What do they do? Thiamin helps the body release energy from carbohydrates and is needed for the nervous system to function. It also plays a central role in brain development and metabolism. 

How much does my baby need? AI is 0.3 mg/day.    

Where can my baby get it? Breast milk (if mother’s dietary intake is adequate), formula, wheat germ, whole grain products such as enriched breads and cereals, legumes, and potatoes. 

Vitamin A

What do they do? Vitamin A supports general growth, specifically by building healthy skin, hair, and mucous membranes, along with the immune and reproductive systems, and it helps vision development. 

How much does my baby need? AI is 500 mcg/day (retinol activity equivalent). UL is 600 mcg/day (preformed vitamin A).   

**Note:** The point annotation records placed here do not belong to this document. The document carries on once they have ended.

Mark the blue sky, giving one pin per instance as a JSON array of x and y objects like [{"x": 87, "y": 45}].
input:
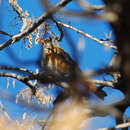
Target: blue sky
[{"x": 93, "y": 56}]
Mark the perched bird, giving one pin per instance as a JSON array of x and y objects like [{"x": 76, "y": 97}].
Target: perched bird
[{"x": 59, "y": 63}]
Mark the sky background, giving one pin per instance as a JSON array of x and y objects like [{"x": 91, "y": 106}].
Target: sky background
[{"x": 93, "y": 56}]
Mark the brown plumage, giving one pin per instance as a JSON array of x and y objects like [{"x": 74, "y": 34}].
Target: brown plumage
[{"x": 57, "y": 61}]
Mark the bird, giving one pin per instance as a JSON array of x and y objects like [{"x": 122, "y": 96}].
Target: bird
[{"x": 58, "y": 62}]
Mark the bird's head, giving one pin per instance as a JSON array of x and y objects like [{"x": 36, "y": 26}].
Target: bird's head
[{"x": 49, "y": 43}]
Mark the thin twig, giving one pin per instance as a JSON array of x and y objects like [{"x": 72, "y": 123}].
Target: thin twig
[
  {"x": 5, "y": 33},
  {"x": 37, "y": 23},
  {"x": 104, "y": 83},
  {"x": 87, "y": 7},
  {"x": 20, "y": 78},
  {"x": 59, "y": 28},
  {"x": 88, "y": 35},
  {"x": 17, "y": 9}
]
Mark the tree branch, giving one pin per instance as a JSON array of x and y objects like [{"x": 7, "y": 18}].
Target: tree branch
[
  {"x": 32, "y": 27},
  {"x": 88, "y": 35}
]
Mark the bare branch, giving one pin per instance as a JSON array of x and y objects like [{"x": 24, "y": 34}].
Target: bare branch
[
  {"x": 5, "y": 33},
  {"x": 104, "y": 83},
  {"x": 17, "y": 9},
  {"x": 89, "y": 36},
  {"x": 20, "y": 78},
  {"x": 37, "y": 23},
  {"x": 59, "y": 28},
  {"x": 86, "y": 6}
]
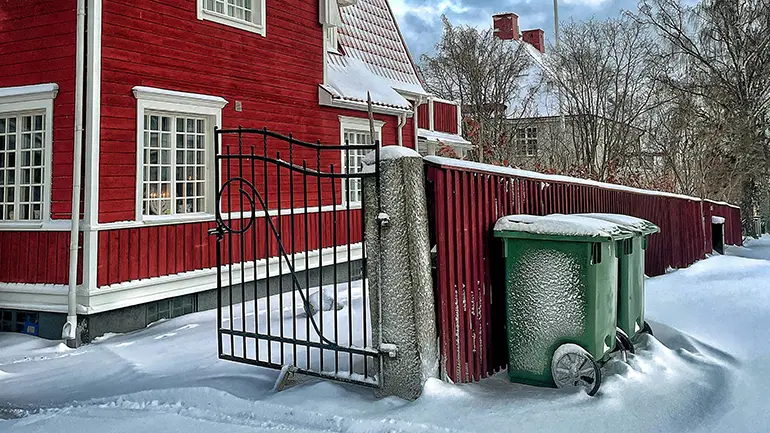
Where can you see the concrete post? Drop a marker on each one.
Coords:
(399, 269)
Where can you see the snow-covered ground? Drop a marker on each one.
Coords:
(707, 369)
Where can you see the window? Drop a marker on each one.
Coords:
(526, 142)
(175, 164)
(174, 153)
(25, 152)
(355, 131)
(246, 15)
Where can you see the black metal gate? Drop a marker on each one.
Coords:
(291, 263)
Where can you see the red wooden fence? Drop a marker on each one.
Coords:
(465, 200)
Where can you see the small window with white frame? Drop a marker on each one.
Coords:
(246, 15)
(174, 152)
(26, 124)
(355, 132)
(526, 141)
(175, 164)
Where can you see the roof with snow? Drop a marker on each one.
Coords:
(534, 99)
(374, 57)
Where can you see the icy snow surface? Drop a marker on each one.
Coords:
(558, 225)
(706, 370)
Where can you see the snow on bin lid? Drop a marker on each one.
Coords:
(560, 225)
(625, 220)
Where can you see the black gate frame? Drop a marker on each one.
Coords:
(226, 229)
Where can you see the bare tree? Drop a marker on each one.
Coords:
(485, 74)
(605, 73)
(720, 55)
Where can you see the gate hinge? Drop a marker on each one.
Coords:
(383, 219)
(217, 231)
(389, 349)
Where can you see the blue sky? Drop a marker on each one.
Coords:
(420, 20)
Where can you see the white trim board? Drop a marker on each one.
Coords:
(121, 295)
(199, 218)
(50, 298)
(32, 100)
(53, 297)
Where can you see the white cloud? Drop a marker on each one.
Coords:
(401, 7)
(592, 3)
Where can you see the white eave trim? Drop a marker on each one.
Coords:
(326, 99)
(36, 92)
(445, 137)
(172, 96)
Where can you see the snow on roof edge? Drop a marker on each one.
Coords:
(548, 177)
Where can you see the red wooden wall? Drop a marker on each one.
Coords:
(38, 46)
(423, 117)
(164, 45)
(36, 257)
(145, 252)
(444, 117)
(464, 206)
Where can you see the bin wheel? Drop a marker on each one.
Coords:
(572, 365)
(624, 340)
(646, 329)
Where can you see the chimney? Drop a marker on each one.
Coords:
(506, 26)
(535, 38)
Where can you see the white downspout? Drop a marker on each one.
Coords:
(69, 329)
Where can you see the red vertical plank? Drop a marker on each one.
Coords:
(62, 257)
(442, 253)
(478, 248)
(488, 222)
(103, 260)
(43, 252)
(113, 263)
(180, 247)
(471, 253)
(454, 360)
(133, 254)
(161, 245)
(124, 265)
(152, 251)
(144, 252)
(460, 273)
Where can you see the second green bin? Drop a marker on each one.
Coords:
(561, 288)
(631, 270)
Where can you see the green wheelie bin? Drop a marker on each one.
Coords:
(630, 275)
(561, 297)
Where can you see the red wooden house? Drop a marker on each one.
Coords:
(112, 104)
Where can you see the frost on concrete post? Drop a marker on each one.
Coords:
(398, 264)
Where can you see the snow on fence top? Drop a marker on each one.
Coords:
(558, 225)
(507, 171)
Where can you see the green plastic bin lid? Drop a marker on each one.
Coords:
(626, 221)
(559, 227)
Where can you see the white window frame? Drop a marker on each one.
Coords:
(525, 142)
(354, 124)
(23, 100)
(256, 25)
(161, 101)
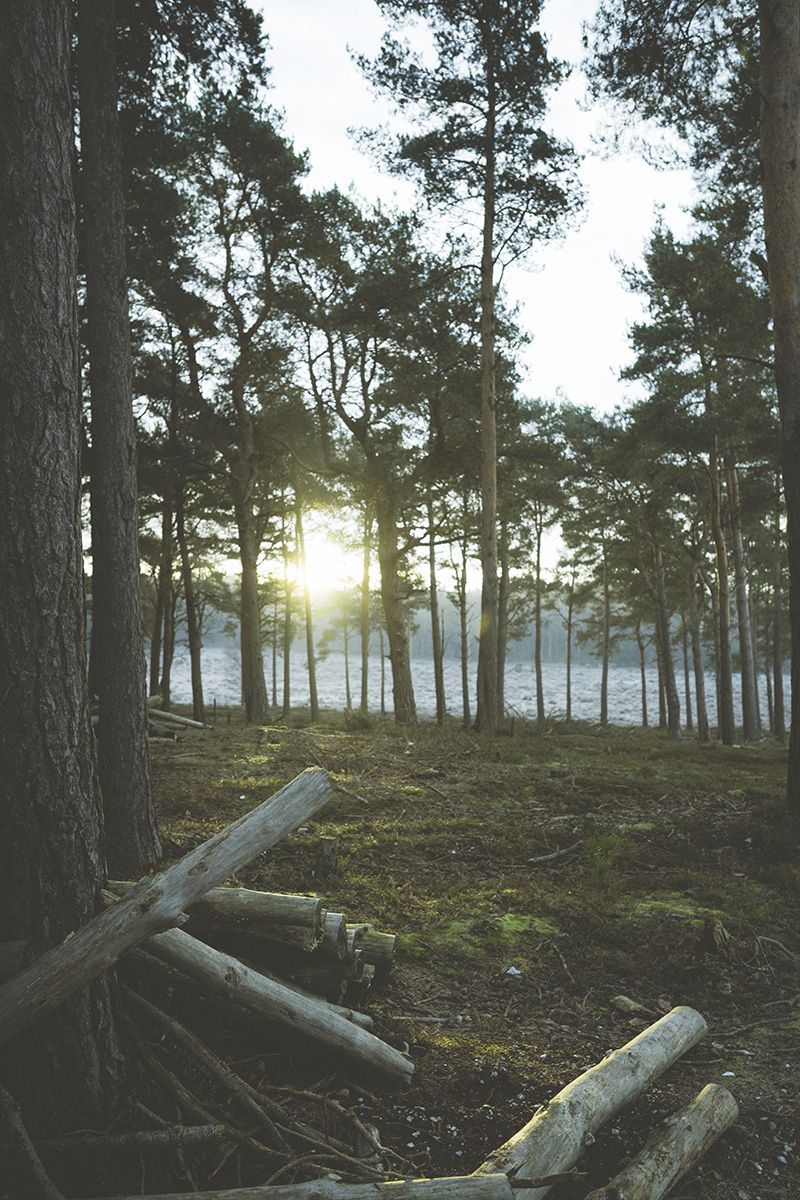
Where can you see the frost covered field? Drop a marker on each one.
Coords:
(221, 683)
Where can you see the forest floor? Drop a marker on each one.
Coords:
(683, 889)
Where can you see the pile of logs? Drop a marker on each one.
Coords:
(272, 955)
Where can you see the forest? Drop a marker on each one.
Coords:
(476, 875)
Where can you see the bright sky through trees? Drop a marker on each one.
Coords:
(573, 300)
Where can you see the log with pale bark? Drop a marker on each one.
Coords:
(488, 1187)
(673, 1150)
(283, 919)
(553, 1139)
(233, 981)
(157, 903)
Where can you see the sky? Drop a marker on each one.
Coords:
(571, 295)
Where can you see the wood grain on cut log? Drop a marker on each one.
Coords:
(156, 903)
(471, 1187)
(553, 1139)
(288, 919)
(157, 715)
(306, 1017)
(674, 1149)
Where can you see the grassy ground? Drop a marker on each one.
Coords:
(683, 888)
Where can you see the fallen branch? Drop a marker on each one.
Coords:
(553, 1139)
(156, 903)
(230, 979)
(38, 1183)
(674, 1149)
(554, 853)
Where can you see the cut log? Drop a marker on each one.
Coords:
(473, 1187)
(284, 919)
(674, 1149)
(156, 903)
(379, 949)
(158, 715)
(553, 1139)
(13, 957)
(230, 979)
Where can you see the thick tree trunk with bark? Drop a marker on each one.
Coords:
(746, 655)
(118, 651)
(391, 593)
(192, 619)
(537, 630)
(257, 708)
(488, 707)
(780, 154)
(697, 657)
(435, 630)
(643, 675)
(66, 1071)
(779, 721)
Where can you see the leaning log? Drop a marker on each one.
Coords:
(230, 979)
(473, 1187)
(156, 903)
(553, 1139)
(674, 1149)
(283, 919)
(158, 715)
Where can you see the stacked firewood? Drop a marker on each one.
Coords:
(293, 940)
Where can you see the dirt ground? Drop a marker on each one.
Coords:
(681, 887)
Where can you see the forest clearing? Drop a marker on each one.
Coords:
(400, 599)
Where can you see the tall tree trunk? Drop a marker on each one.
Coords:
(643, 675)
(391, 593)
(663, 635)
(570, 617)
(504, 586)
(687, 689)
(167, 598)
(777, 621)
(697, 657)
(288, 631)
(435, 631)
(118, 642)
(313, 699)
(488, 708)
(780, 154)
(275, 653)
(725, 667)
(365, 610)
(192, 617)
(537, 629)
(606, 640)
(348, 694)
(156, 635)
(257, 708)
(746, 654)
(66, 1072)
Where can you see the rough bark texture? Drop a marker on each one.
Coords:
(780, 151)
(118, 645)
(192, 619)
(313, 699)
(746, 655)
(488, 708)
(50, 851)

Where can my baby get it? Breast milk (if mother’s dietary intake is adequate), formula, egg yolks, and dark green and deep yellow fruits and vegetables.

Vitamin  B6

What do they do? It helps the body build tissues and metabolize fat and is essential to the development of the central nervous system. This B vitamin also aids in the synthesis of neurotransmitters.

How much does my baby need? AI is 0.3 mg/day. 

Where can my baby get it? Breast milk, formula, meat, whole grain products such as breads and cereals, legumes, and potatoes. 

Vitamin B12

What do they do? Vitamin B12 supports neurological function and the formation of genetic material in the blood cells. 

How much does my baby need? AI is 0.5 mcg/day. 

Where can my baby get it? Breast milk (if mother is not a vegetarian or deficient in B12), formula, meat, fish, poultry, cheese, and egg yolks. 

Vitamin C

What do they do? A component in the formation of collagen—a protein used to build bone, cartilage, muscle, and connective tissue—vitamin C helps maintain healthy capillaries and absorb iron. 

How much does my baby need? AI is 50 mg/day. 

Where can my baby get it? Breast milk, formula, fruit (citrus, papaya, cantaloupe, strawberries), and vegetables (potatoes, cabbage).

Vitamin D

What do they do? Promoting the absorption of calcium and phosphorus, it allows for healthy bone formation and prevents rickets. 

How much does my baby need? AI is 10 mcg/day (400 IU/day). UL is 38 mcg/day (1500 IU/day). 

Where can my baby get it? Formula, egg yolks, and fatty fish. 

Vitamin E

What do they do? Vitamin Eis an antioxidant. 

How much does my baby need? AI is 5 mg/day (alpha-tocopherol). 

Where can my baby get it? Breast milk, formula, green leafy vegetables, vegetable oils, wheat germ, whole grain breads and cereals, fortified or enriched grain products, butter, and egg yolks.

Vitamin K

What do they do? It enables proper blood clotting.

How much does my baby need? AI is 2.5 mcg/day.

Where can my baby get it? Formula, vegetable oils, and green leafy vegetables. There is a very small amount in breast milk. 

Zinc

What do they do? Zinc helps support the immune system, as well as wound healing and regulating blood, bone, and tissue formation. Next to iron, it’s the most abundant metal in the brain, and it’s essential to the development and functioning of the central nervous system.

How much does my baby need? RDA is 3 mg/day. UL is 5 mg/day. 

Where can my baby get it? Breast milk, formula, meat, egg yolks, whole grain breads and cereals, fortified or enriched grain products, and legumes.